Each election cycle presents its own set of challenges, but the one thing that remains consistent is a determination to be fair to candidates and as thorough as possible.

There is only one judge of that. Not us and not the candidates or their close supporters.

It’s the readers of this newspaper.

On the national stage, The Tribune followed the campaign with reports from the Associated Press and local reports on issues that affected the area.

Naturally, there was an effort to make sure the key developments in the race were reported. Locally, reporter Benita Heath gave insight into the campaign with articles that dealt with the observations of Ohio University professors Dr. Michael McTeague and Dr. Michael Heineman.

In all the rhetoric and political propaganda, it’s sometimes difficult to see just exactly how candidates on a national stage will impact a local area. That was part of the motivation for those articles, to offer insight in how the candidates’ ideas and philosophies will affect people in the Tri-State.

We covered the candidates when they made appearances in the area.

In the primary, we reported on visits made by Sen. Hillary Clinton to Hanging Rock and Huntington.
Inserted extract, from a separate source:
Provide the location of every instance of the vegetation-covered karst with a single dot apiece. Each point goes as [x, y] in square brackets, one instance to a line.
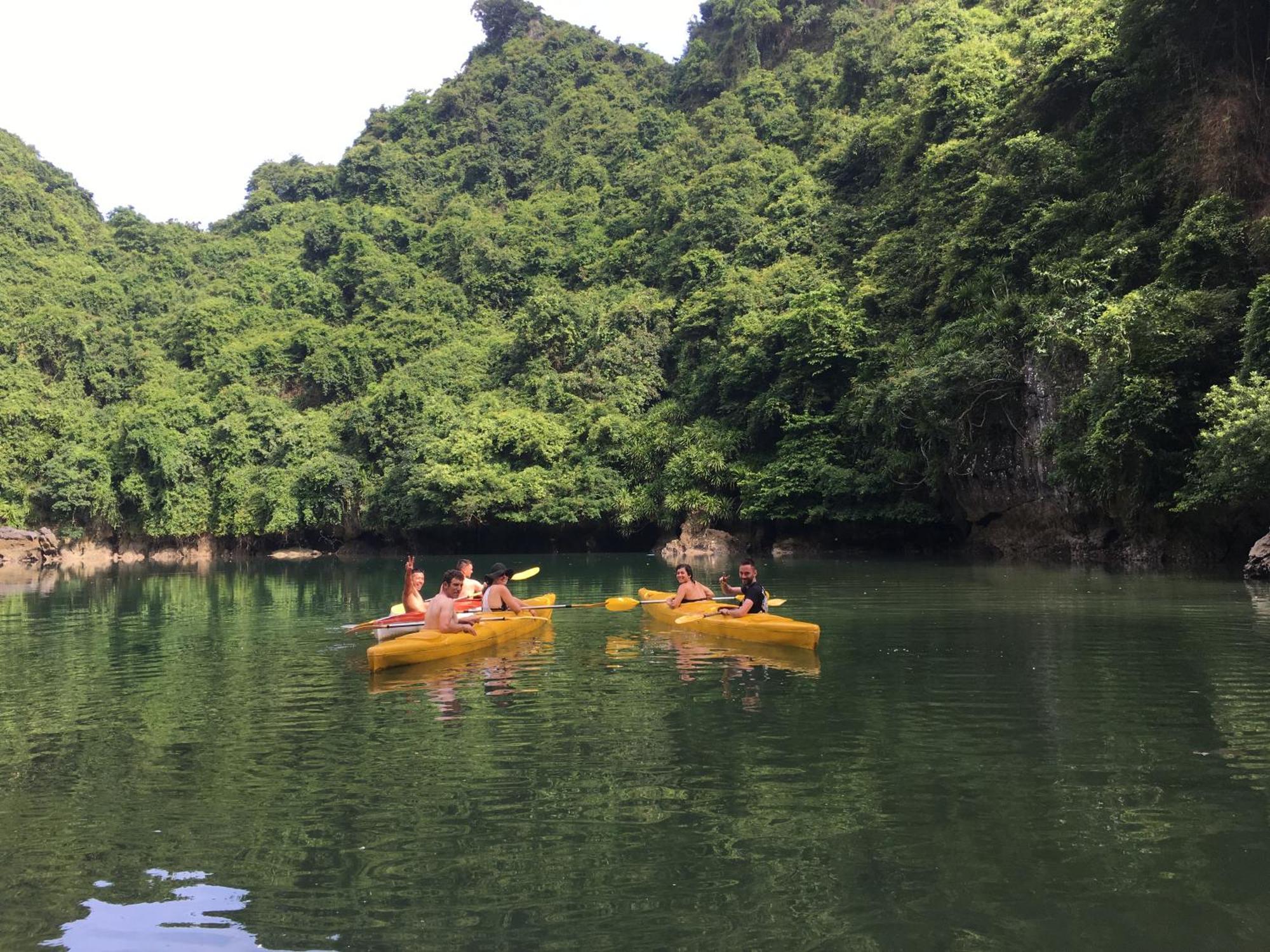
[846, 265]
In the general, we traveled to Portsmouth and Jackson to follow Sen. John McCain. During a bus tour in the area, I asked the senator about his thoughts on the challenges facing Appalachia and his ideas for how they could be met.

President-elect Barack Obama also came to Portsmouth and we covered his visit as well.

On the local level, we tried to inform readers about the candidates in various ways. We gave coverage to various debates and published an election guide with biographical information on the candidates and some of their thoughts on why they should be elected.

On the editorial page, letters to the editor ran the political spectrum and gave readers an opportunity to put in their two cents on races on all levels.

That page also had the political endorsements made by the editorial board, something that we defend as a vital part of our editorial process.

All in all, there was a genuine effort to be professional and fair. Our ultimate hope is that our coverage gave readers enough information about the people they were electing when they went to the polls.

We did our best to meet the very demanding challenges that all media face during elections, particularly one of such historic proportions.

It is part of our continuing effort to be a newspaper that serves as an advocate for Lawrence County and citizens who reside here.